The astounding fact, though, is that only about half of all enterprises are actually using thin provisioning, according figures provided to Peters by a vendor. “Many organizations simply haven’t switched it on,” he said.
Of course, in some situations thin provisioning may not be a good idea — it’s not suitable for use with applications whose storage requirements can vary significantly and very quickly, for example. But Peters believes that in many cases thin provisioning is not being used simply due to unwarranted conservatism.
There may be another factor at work here as well. Roy Illsley, principal analyst at Ovum, said few companies that virtualize their mission-critical applications are willing to use thin provisioning with those applications. “They will eventually, but for that to happen they will need some sort of sophisticated automatic provisioning system.” Automated systems do exist right now, but Illsley said that something far more powerful that helps deliver guaranteed service levels is needed.
This is connected to storage tiering and the notion of a storage system that allocates data to different tiers of storage (usually based on how frequently the data is accessed). Illsley suggested that the way forward for automated storage tiering systems may turn out to be increased use of economic modeling using a technology similar to the one VMTurbo offers: Instead of allocating data to tiers automatically based on usage frequency, VMs or applications may be allocated a budget that can be used to “buy” different tiers of storage from the storage systems. By allocating larger budgets to important applications, automated systems would then be able to ensure that different tiers of storage are allocated in a more effective manner.
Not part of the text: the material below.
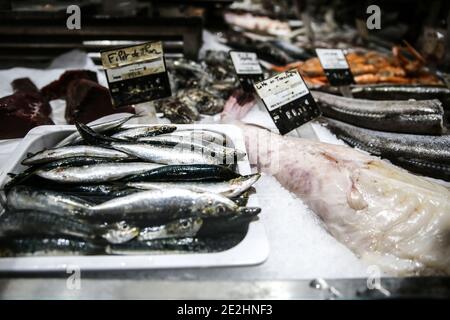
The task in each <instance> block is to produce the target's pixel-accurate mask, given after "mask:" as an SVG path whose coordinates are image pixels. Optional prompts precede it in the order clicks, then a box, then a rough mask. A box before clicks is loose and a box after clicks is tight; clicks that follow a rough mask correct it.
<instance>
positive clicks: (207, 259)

Other Server Virtualization Challenges for Storage
There are other ways that server virtualization can challenge storage environments — think backups and disaster recovery, and issues as seemingly mundane as how storage is managed in a virtual environment and by whom. Increasingly, it is the big storage vendors themselves that will seek to provide solutions. “Your storage platform for a virtualized environment should be very tightly tied to your virtualization platform,” said Phil George, a marketing manager at storage vendor EMC. “In particular, we believe your backup must be integrated with your storage appliance.” Storage vendors are also integrating their products with management systems like VMware’s vCenter, which means that the distinction between a storage administrator and a virtualization administrator are becoming blurred, he added.
Blurred it may be, but one thing is crystal clear: Server virtualization presents significant storage challenges. Unless these challenges are faced head with the latest technology, enterprises are likely to see their virtualization efforts stalling, missing out on the benefits of server virtualization in the process.